In the previous two posts on John Hooker's blog (here and here), we see gold and silver coins found by Mr Crawford without a scratch on them, not a single one. In Mr Crawford's show-and-tell showcase of finds on the UKDFD we see artefacts without a scratch on them. When however he wants to make a justification for what he does, he suddenly pulls out from his pocket or scrap bucket a whole handful of grunged up coins and "partifacts".  The coins are shattered, the metal objects broken. The caption says: "Typical agricultural damage found on one of Dean's Romano-British sites". The text says: "So much has changed since I first started this hobby, the majority of artefacts are now "partefacts" and coins are bent, fragmented and corroded"

[it may be awful for the collector to contemplate, but ancient coins do tend to have "corroded" in the ground, also one may legitimately ask whether the state of artefacts found today is not the result of the sites being stripped of the less bent and nicer collectable items over the past four decades by tens of thousands of legal and clandestine artefact hunters?].

Yet every single one of those fragments is identifiable as an archaeological artefact. They are perhaps less value as an object for sale or collection, but they are fully useable in that state as archaeological evidence. This is where the archaeologist and collector part ways. The PAS was supposed to be telling these folk about archaeology and its use of evidence, but they copped-out of that task before they'd even begun.

The second point that the archaeologist would make here is that artefacts in exactly that state are also found in the undisturbed layers of archaeological sites (and there treated as fully-valid archaeological evidence). I can recall Roman artefacts looking like the Crawford-handful  coming off Late/Sub-Roman metalled yards at Wroxeter. They probably been falling in decaying horse or cattle poo and been run over by wagons - thus accounting for the corrosion and breakage. Or perhaps the soil dump making up a Roman or Sub-Roman yard surface came from a previously disturbed deposit (for example ancient ploughsoil). But the state of the excavated artefacts show this was ancient corrosion and breakage. Mr Crawford says that in the case of the site he collected these items from, this is modern plough-induced damage. How can he tell? The sites Roman artefacts came from were not made yesterday, things happened on them throughout the intervening two millennia, potentially including medieval ploughing with heavy ploughs for example  or run over by steam traction engines in the nineteenth century.

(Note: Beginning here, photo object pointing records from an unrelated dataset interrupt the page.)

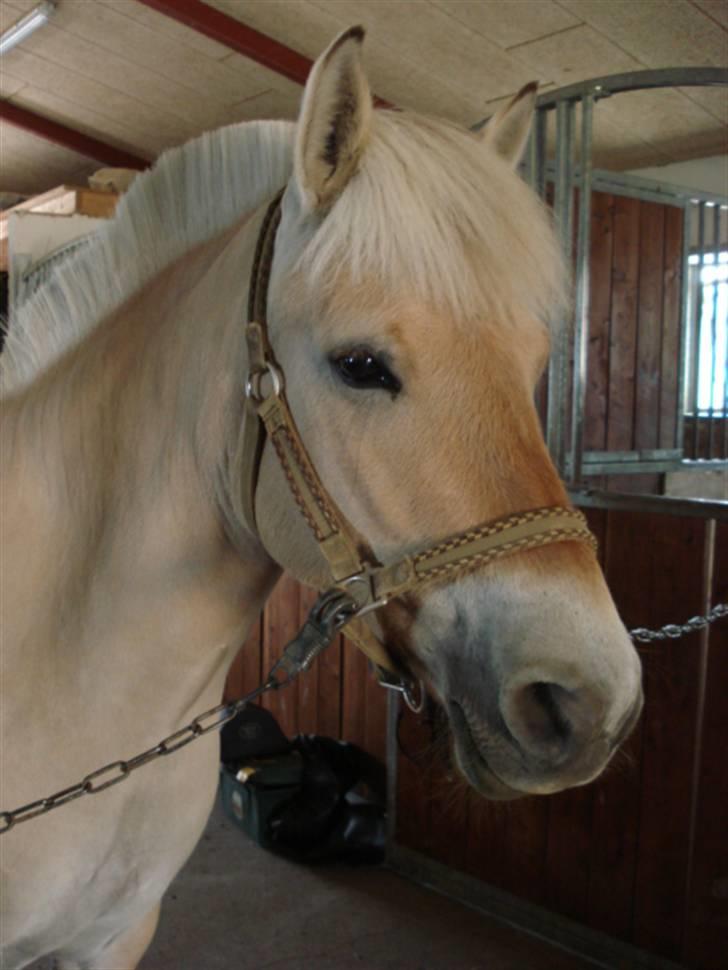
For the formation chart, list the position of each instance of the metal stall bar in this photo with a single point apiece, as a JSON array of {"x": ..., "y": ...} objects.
[
  {"x": 697, "y": 328},
  {"x": 581, "y": 310},
  {"x": 724, "y": 449},
  {"x": 685, "y": 330},
  {"x": 536, "y": 156},
  {"x": 714, "y": 329},
  {"x": 558, "y": 387}
]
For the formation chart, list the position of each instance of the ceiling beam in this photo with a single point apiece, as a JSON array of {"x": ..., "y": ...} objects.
[
  {"x": 232, "y": 33},
  {"x": 69, "y": 138},
  {"x": 239, "y": 37}
]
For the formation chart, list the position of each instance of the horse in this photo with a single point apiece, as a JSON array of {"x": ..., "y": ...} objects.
[{"x": 411, "y": 284}]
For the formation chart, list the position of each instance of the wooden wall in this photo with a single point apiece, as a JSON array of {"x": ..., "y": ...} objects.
[
  {"x": 641, "y": 854},
  {"x": 635, "y": 332}
]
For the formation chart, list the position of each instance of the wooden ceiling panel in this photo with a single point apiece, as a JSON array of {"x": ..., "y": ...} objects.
[
  {"x": 157, "y": 22},
  {"x": 717, "y": 10},
  {"x": 676, "y": 34},
  {"x": 507, "y": 27},
  {"x": 573, "y": 55},
  {"x": 101, "y": 98},
  {"x": 36, "y": 162},
  {"x": 134, "y": 78},
  {"x": 131, "y": 134}
]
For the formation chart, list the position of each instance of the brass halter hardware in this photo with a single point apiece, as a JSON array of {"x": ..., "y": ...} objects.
[{"x": 354, "y": 569}]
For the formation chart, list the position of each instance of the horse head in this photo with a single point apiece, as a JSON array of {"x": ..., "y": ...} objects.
[{"x": 413, "y": 277}]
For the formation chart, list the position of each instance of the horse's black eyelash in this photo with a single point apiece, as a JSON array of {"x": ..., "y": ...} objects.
[{"x": 363, "y": 369}]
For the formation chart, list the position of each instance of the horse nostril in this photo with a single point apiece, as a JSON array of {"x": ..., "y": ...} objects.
[{"x": 537, "y": 715}]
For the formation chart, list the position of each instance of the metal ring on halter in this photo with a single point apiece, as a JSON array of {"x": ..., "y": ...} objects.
[
  {"x": 253, "y": 389},
  {"x": 409, "y": 698},
  {"x": 403, "y": 687}
]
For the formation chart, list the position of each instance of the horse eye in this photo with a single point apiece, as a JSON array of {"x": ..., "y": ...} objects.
[{"x": 361, "y": 369}]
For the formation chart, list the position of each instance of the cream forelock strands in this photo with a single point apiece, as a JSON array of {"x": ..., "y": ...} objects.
[
  {"x": 467, "y": 236},
  {"x": 192, "y": 194}
]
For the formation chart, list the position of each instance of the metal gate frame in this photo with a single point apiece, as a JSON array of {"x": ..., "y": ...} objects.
[{"x": 566, "y": 397}]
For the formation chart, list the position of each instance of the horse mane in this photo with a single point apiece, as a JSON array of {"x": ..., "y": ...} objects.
[
  {"x": 429, "y": 208},
  {"x": 191, "y": 194}
]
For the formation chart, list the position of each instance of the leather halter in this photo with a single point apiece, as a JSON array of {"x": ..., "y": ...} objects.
[{"x": 354, "y": 569}]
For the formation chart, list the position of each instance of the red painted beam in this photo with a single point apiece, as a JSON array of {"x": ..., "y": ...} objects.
[
  {"x": 239, "y": 37},
  {"x": 236, "y": 35},
  {"x": 69, "y": 138}
]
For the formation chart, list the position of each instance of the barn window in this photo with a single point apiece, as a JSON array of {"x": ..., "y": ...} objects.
[{"x": 705, "y": 401}]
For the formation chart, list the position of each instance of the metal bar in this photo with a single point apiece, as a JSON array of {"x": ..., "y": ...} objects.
[
  {"x": 392, "y": 754},
  {"x": 69, "y": 138},
  {"x": 687, "y": 226},
  {"x": 537, "y": 153},
  {"x": 724, "y": 449},
  {"x": 558, "y": 403},
  {"x": 239, "y": 37},
  {"x": 714, "y": 328},
  {"x": 697, "y": 327},
  {"x": 655, "y": 467},
  {"x": 581, "y": 309},
  {"x": 645, "y": 454},
  {"x": 670, "y": 77},
  {"x": 662, "y": 504}
]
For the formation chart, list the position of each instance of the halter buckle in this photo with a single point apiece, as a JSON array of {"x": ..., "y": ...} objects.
[{"x": 360, "y": 588}]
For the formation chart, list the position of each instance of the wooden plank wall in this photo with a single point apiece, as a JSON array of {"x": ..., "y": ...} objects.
[
  {"x": 634, "y": 338},
  {"x": 641, "y": 854}
]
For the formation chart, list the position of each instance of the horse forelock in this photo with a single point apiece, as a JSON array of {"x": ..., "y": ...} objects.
[{"x": 435, "y": 212}]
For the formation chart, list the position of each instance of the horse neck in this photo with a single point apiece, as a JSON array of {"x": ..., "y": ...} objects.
[{"x": 127, "y": 434}]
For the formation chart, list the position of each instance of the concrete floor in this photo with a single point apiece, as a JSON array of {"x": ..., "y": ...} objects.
[{"x": 236, "y": 907}]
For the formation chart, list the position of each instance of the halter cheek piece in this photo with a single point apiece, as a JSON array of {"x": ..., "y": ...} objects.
[{"x": 360, "y": 583}]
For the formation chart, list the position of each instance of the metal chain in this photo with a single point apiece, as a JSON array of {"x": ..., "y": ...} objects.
[
  {"x": 671, "y": 631},
  {"x": 331, "y": 612}
]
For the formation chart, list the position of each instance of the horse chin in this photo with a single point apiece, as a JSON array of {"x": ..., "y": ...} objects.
[{"x": 472, "y": 764}]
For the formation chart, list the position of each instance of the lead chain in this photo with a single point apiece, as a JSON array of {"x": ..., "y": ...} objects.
[
  {"x": 329, "y": 614},
  {"x": 672, "y": 631}
]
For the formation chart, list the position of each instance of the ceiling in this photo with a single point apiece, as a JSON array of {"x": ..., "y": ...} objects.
[{"x": 139, "y": 81}]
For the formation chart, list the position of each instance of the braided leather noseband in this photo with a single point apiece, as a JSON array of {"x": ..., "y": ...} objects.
[{"x": 365, "y": 583}]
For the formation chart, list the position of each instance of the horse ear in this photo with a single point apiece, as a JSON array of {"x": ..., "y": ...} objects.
[
  {"x": 507, "y": 131},
  {"x": 334, "y": 121}
]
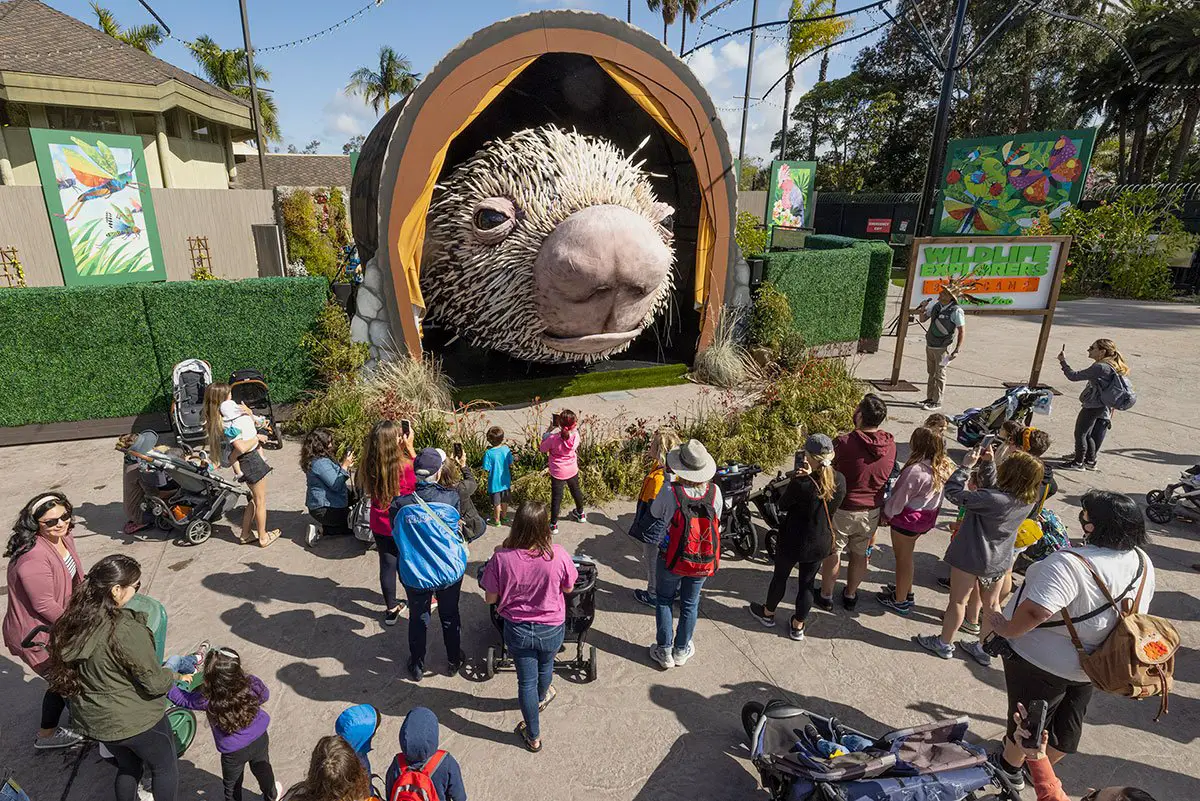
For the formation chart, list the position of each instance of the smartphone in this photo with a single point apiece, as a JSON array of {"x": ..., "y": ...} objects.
[{"x": 1035, "y": 723}]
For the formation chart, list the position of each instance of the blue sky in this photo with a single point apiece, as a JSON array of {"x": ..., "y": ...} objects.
[{"x": 309, "y": 80}]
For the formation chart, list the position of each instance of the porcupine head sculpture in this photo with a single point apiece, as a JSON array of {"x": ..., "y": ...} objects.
[{"x": 549, "y": 246}]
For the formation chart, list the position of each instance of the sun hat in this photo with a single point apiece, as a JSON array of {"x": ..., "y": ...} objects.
[
  {"x": 429, "y": 462},
  {"x": 691, "y": 462}
]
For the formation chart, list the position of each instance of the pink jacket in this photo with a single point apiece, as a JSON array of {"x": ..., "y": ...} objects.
[{"x": 39, "y": 590}]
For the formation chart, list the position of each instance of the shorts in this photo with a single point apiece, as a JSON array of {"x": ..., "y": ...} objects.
[
  {"x": 853, "y": 529},
  {"x": 253, "y": 467},
  {"x": 1067, "y": 700}
]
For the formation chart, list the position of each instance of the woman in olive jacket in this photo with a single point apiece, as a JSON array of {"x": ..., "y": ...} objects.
[{"x": 103, "y": 660}]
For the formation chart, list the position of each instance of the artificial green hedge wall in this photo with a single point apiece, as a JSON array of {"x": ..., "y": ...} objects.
[
  {"x": 826, "y": 290},
  {"x": 83, "y": 353}
]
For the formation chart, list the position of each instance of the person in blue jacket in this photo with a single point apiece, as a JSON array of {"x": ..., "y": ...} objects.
[
  {"x": 419, "y": 746},
  {"x": 432, "y": 559}
]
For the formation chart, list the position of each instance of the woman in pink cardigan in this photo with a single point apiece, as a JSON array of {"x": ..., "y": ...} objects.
[{"x": 43, "y": 568}]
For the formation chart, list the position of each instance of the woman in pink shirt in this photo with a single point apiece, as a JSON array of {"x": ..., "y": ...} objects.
[
  {"x": 561, "y": 443},
  {"x": 43, "y": 568},
  {"x": 527, "y": 578}
]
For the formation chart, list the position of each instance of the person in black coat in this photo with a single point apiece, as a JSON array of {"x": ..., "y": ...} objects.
[{"x": 805, "y": 535}]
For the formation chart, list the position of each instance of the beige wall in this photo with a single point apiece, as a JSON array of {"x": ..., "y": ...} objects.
[{"x": 222, "y": 216}]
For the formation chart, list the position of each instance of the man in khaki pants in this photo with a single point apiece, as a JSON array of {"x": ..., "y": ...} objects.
[{"x": 947, "y": 326}]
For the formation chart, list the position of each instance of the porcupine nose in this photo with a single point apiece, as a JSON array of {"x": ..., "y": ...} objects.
[{"x": 599, "y": 272}]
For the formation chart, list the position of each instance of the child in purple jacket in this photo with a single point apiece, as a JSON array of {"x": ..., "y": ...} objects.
[{"x": 234, "y": 700}]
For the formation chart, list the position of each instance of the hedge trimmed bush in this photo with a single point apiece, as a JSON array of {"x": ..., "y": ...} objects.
[
  {"x": 826, "y": 290},
  {"x": 85, "y": 353}
]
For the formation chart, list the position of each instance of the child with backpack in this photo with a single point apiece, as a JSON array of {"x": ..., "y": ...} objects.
[
  {"x": 234, "y": 700},
  {"x": 420, "y": 771},
  {"x": 646, "y": 528},
  {"x": 1107, "y": 389},
  {"x": 690, "y": 552}
]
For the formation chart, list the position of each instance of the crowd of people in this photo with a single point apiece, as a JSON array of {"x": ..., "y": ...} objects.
[{"x": 100, "y": 657}]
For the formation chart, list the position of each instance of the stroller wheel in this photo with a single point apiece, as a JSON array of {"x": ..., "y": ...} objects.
[
  {"x": 198, "y": 531},
  {"x": 1161, "y": 513}
]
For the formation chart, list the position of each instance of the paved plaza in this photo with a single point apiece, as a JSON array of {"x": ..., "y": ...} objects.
[{"x": 309, "y": 621}]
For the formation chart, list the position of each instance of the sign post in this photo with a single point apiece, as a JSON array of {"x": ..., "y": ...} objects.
[{"x": 1006, "y": 276}]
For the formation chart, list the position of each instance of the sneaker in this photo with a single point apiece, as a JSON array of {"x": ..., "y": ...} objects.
[
  {"x": 934, "y": 644},
  {"x": 889, "y": 601},
  {"x": 975, "y": 650},
  {"x": 1015, "y": 780},
  {"x": 645, "y": 598},
  {"x": 681, "y": 657},
  {"x": 63, "y": 738},
  {"x": 663, "y": 656},
  {"x": 760, "y": 612}
]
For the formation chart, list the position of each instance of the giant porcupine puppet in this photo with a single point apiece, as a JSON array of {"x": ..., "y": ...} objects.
[{"x": 549, "y": 246}]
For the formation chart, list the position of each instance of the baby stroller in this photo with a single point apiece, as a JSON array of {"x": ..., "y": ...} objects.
[
  {"x": 198, "y": 495},
  {"x": 1018, "y": 403},
  {"x": 737, "y": 529},
  {"x": 581, "y": 613},
  {"x": 1180, "y": 498},
  {"x": 189, "y": 379},
  {"x": 249, "y": 386},
  {"x": 925, "y": 763}
]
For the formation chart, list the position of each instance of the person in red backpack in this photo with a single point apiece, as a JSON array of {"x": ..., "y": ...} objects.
[
  {"x": 690, "y": 550},
  {"x": 420, "y": 766}
]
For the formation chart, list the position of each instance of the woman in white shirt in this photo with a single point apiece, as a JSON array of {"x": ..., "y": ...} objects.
[{"x": 1044, "y": 663}]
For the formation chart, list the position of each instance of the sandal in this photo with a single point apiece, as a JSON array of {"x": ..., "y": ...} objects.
[{"x": 532, "y": 746}]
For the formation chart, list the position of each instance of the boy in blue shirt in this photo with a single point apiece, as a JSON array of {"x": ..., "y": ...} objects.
[{"x": 498, "y": 464}]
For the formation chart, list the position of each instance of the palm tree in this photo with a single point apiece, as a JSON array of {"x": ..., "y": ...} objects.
[
  {"x": 395, "y": 77},
  {"x": 227, "y": 70},
  {"x": 144, "y": 37}
]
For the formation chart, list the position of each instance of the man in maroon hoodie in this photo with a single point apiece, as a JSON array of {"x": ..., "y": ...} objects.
[{"x": 865, "y": 457}]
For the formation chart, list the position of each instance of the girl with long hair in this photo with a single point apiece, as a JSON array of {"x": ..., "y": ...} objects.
[
  {"x": 911, "y": 510},
  {"x": 527, "y": 578},
  {"x": 103, "y": 661},
  {"x": 1095, "y": 419},
  {"x": 385, "y": 473},
  {"x": 247, "y": 456},
  {"x": 43, "y": 571},
  {"x": 234, "y": 700},
  {"x": 805, "y": 536},
  {"x": 561, "y": 444}
]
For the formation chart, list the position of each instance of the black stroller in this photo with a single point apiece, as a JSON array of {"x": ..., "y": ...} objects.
[
  {"x": 249, "y": 386},
  {"x": 581, "y": 613}
]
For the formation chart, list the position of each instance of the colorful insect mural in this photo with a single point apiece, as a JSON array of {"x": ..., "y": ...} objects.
[
  {"x": 99, "y": 200},
  {"x": 1001, "y": 185}
]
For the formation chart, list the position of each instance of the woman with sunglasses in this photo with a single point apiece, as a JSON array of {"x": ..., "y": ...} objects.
[
  {"x": 103, "y": 660},
  {"x": 43, "y": 570}
]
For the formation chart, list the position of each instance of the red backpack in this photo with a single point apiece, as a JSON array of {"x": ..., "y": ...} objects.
[
  {"x": 415, "y": 784},
  {"x": 694, "y": 536}
]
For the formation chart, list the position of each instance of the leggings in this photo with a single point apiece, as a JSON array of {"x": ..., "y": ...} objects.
[
  {"x": 154, "y": 748},
  {"x": 1091, "y": 427},
  {"x": 808, "y": 571},
  {"x": 389, "y": 562},
  {"x": 556, "y": 495}
]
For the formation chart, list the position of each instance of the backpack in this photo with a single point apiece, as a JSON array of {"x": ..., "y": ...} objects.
[
  {"x": 694, "y": 537},
  {"x": 1119, "y": 393},
  {"x": 1138, "y": 657},
  {"x": 415, "y": 784}
]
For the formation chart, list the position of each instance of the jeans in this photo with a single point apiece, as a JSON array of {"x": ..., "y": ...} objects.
[
  {"x": 533, "y": 648},
  {"x": 688, "y": 586},
  {"x": 419, "y": 621},
  {"x": 155, "y": 748},
  {"x": 1091, "y": 427},
  {"x": 556, "y": 495},
  {"x": 233, "y": 769}
]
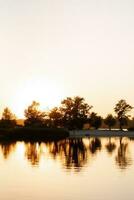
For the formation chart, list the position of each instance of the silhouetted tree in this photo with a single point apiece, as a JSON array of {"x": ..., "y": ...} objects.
[
  {"x": 121, "y": 109},
  {"x": 8, "y": 119},
  {"x": 55, "y": 117},
  {"x": 110, "y": 121},
  {"x": 95, "y": 120},
  {"x": 75, "y": 112},
  {"x": 34, "y": 117}
]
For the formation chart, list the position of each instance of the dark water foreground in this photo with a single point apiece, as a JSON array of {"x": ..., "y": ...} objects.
[
  {"x": 33, "y": 133},
  {"x": 86, "y": 168}
]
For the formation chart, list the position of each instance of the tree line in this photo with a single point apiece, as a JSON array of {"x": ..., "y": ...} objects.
[{"x": 73, "y": 113}]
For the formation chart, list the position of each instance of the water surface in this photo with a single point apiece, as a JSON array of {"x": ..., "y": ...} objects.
[{"x": 83, "y": 169}]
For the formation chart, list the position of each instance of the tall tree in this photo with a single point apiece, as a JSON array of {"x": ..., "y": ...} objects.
[
  {"x": 55, "y": 117},
  {"x": 34, "y": 117},
  {"x": 110, "y": 121},
  {"x": 75, "y": 112},
  {"x": 95, "y": 120},
  {"x": 122, "y": 109}
]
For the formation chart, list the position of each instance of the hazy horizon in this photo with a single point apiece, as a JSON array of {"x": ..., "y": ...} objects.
[{"x": 54, "y": 49}]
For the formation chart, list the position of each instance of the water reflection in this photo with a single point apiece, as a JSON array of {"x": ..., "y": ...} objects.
[
  {"x": 73, "y": 154},
  {"x": 110, "y": 146},
  {"x": 123, "y": 157},
  {"x": 7, "y": 148}
]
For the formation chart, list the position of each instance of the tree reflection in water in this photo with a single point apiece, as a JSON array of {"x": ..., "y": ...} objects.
[
  {"x": 32, "y": 152},
  {"x": 7, "y": 148},
  {"x": 95, "y": 145},
  {"x": 73, "y": 154},
  {"x": 110, "y": 146},
  {"x": 123, "y": 159}
]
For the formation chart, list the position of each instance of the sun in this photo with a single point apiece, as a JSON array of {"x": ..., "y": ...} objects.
[{"x": 48, "y": 93}]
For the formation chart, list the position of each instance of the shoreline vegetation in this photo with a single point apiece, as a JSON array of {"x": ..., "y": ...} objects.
[{"x": 70, "y": 119}]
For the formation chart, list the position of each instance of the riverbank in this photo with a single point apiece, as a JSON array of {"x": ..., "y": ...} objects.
[{"x": 101, "y": 133}]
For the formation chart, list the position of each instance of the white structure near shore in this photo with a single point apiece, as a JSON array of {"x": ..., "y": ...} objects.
[{"x": 101, "y": 133}]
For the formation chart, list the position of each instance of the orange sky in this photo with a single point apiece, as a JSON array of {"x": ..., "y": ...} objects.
[{"x": 53, "y": 49}]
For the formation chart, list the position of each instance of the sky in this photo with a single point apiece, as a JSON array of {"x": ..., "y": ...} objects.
[{"x": 53, "y": 49}]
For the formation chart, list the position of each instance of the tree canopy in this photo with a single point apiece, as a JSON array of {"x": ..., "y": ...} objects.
[
  {"x": 121, "y": 109},
  {"x": 75, "y": 112}
]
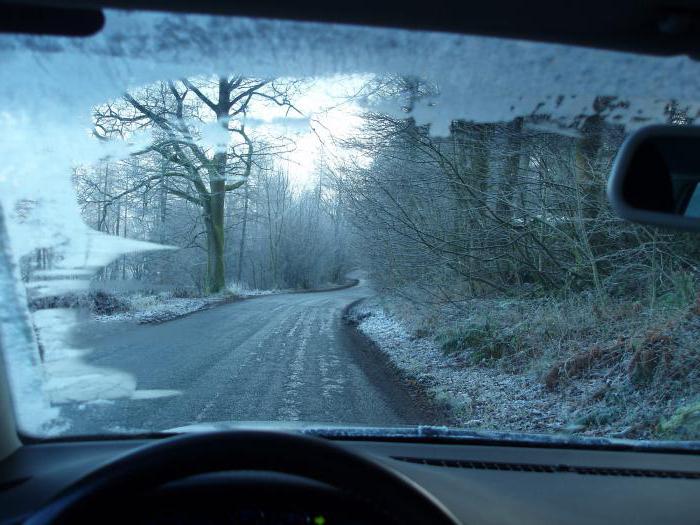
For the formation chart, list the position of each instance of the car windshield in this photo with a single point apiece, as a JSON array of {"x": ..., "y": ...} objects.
[{"x": 212, "y": 221}]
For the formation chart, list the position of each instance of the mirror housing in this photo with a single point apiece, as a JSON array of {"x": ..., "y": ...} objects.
[{"x": 656, "y": 175}]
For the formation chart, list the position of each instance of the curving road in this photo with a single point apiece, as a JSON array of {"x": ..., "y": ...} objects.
[{"x": 287, "y": 357}]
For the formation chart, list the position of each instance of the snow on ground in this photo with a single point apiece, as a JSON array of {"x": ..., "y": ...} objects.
[
  {"x": 478, "y": 397},
  {"x": 158, "y": 308},
  {"x": 68, "y": 378}
]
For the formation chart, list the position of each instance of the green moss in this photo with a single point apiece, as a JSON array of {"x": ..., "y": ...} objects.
[{"x": 683, "y": 424}]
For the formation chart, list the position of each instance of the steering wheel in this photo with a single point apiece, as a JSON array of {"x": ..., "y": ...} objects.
[{"x": 129, "y": 477}]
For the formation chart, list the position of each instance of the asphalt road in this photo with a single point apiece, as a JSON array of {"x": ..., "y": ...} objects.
[{"x": 287, "y": 357}]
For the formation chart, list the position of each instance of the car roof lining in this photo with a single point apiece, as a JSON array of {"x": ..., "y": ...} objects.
[{"x": 661, "y": 27}]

Some fields (like at Sutton Hoo) were used for training tank driving on during WW2. There are many mechanisms that could create this state of artefact, but it suits Mr Crawford's purpose simply to blame it all on modern ploughing which he infers must have occurred since he found the sites and after they'd been "neglected by archaeologists" (who'd not immediately come and dug up the sites to save the collectable state of the artefacts).

Personally, I think if you enlarge Mr Crawford's photo of his hand and the cruddy uncollectable coins, apart from the lack of any obvious dermatitis (many artefact hunters have it) there is also a lack of obvious fresh breaks on those artefacts he displays. He's not photographed the edges of the broken objects, but a lot of the breaks seem to me from their appearance likely to be old. How old? Who can say? But Mr Crawford is no wiser than the rest of us on that account, though claims to be.

It should be noted that, despite the claims that this process of deterioration of collectables is universal, the bulk of the coins reported by artefact hunters to the PAS are not in this state. the bulk of the coins (even job 'uncleaned' lots) on eBay  are not in this state. I challenge Mr Crawford to publish tomorrow a zoomable photo of every single metal artefact he's collected from that site from which he selected (I am convinced of it) the subjects of his shock-horror photo. Let us see how the fragmentation profile of the whole assemblage compares with the ones he selected to illustrate his argument. We had an opportunity to do that with the Water Newton I rally when the same claim was made about wholesale fragmentation and the 'rescue' of artefact, but when the whole assemblage of PAS photos taken as a record of the objects was made available online, it was found that objects with clear modern damage on them were only a few percent of the assemblage as a whole despite the long history of intensive ploughing of the fields in question.  Let us see Mr Crawford's evidence.